To reduce the estimation variance, we select the baseline as $b(S)=v_\pi(S)$ as in A2C and obtain \[ \nabla_\theta J(\theta)=\mathbb{E}\left[\frac{\pi(A \mid S, \theta)}{\beta(A \mid S)} \nabla_\theta \ln \pi(A \mid S, \theta)\left(q_\pi(S, A)-\color{blue}{v_\pi(S)}\right)\right] \]

The corresponding stochastic gradient-ascent algorithm is \[ \theta_{t+1}=\theta_t+\alpha_\theta \frac{\pi\left(a_t \mid s_t, \theta_t\right)}{\beta\left(a_t \mid s_t\right)} \nabla_\theta \ln \pi\left(a_t \mid s_t, \theta_t\right)\left(q_t\left(s_t, a_t\right)-v_t\left(s_t\right)\right) \]

Similar to the on-policy case, \[ q_t\left(s_t, a_t\right)-v_t\left(s_t\right) \approx r_{t+1}+\gamma v_t\left(s_{t+1}\right)-v_t\left(s_t\right) \doteq \delta_t\left(s_t, a_t\right) \]

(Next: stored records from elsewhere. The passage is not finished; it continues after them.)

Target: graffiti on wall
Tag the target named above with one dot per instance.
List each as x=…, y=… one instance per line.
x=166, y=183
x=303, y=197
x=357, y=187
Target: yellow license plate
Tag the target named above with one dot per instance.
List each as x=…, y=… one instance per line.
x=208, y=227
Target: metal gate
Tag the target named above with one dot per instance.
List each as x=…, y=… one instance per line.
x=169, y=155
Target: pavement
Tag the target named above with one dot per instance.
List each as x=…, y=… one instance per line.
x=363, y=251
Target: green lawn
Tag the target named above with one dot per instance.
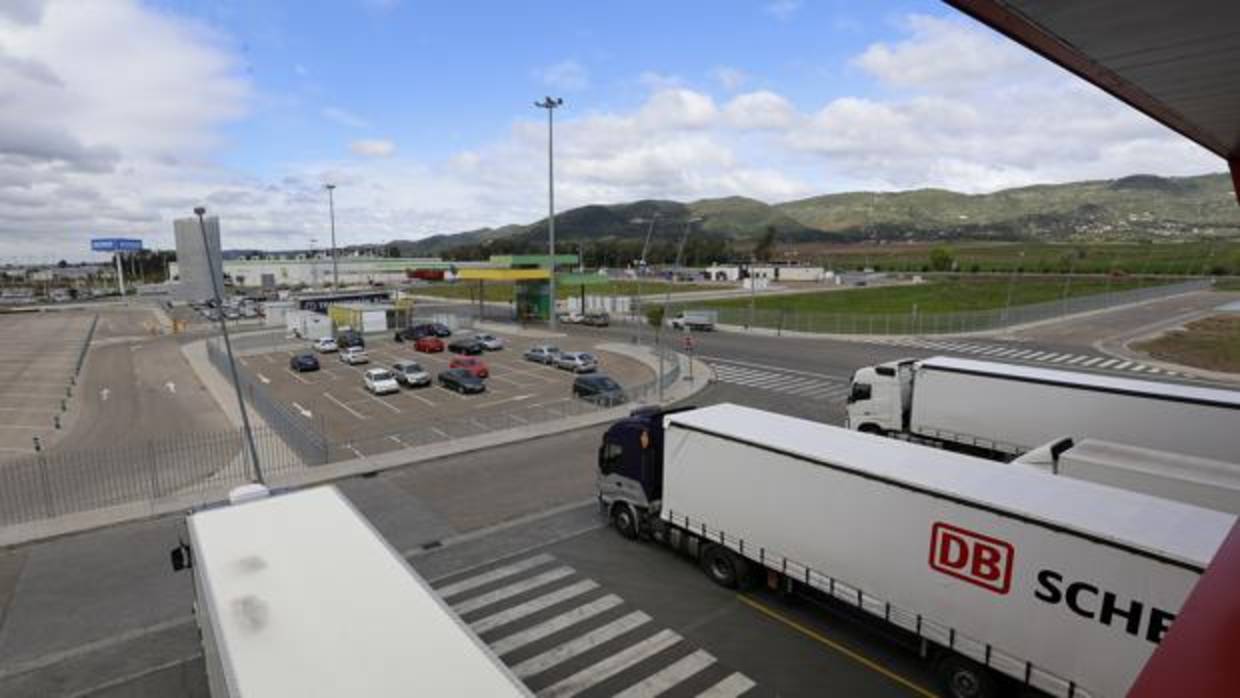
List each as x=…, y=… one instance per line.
x=938, y=296
x=501, y=291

Then, the algorithm becomes \[ \theta_{t+1}=\theta_t+\alpha_\theta \frac{\pi\left(a_t \mid s_t, \theta_t\right)}{\beta\left(a_t \mid s_t\right)} \nabla_\theta \ln \pi\left(a_t \mid s_t, \theta_t\right) \delta_t\left(s_t, a_t\right) \] and hence \[ \theta_{t+1}=\theta_t+\alpha_\theta\left(\frac{\delta_t\left(s_t, a_t\right)}{\beta\left(a_t \mid s_t\right)}\right) \nabla_\theta \pi\left(a_t \mid s_t, \theta_t\right) \]

Appendix

Proof of Theorem 10.1

Since $d_\beta$ is independent of $\theta$, the gradient of $J(\theta)$ satisfies \[ \nabla_\theta J(\theta)=\nabla_\theta \sum_{s \in \mathcal{S}} d_\beta(s) v_\pi(s)=\sum_{s \in \mathcal{S}} d_\beta(s) \nabla_\theta v_\pi(s) . \]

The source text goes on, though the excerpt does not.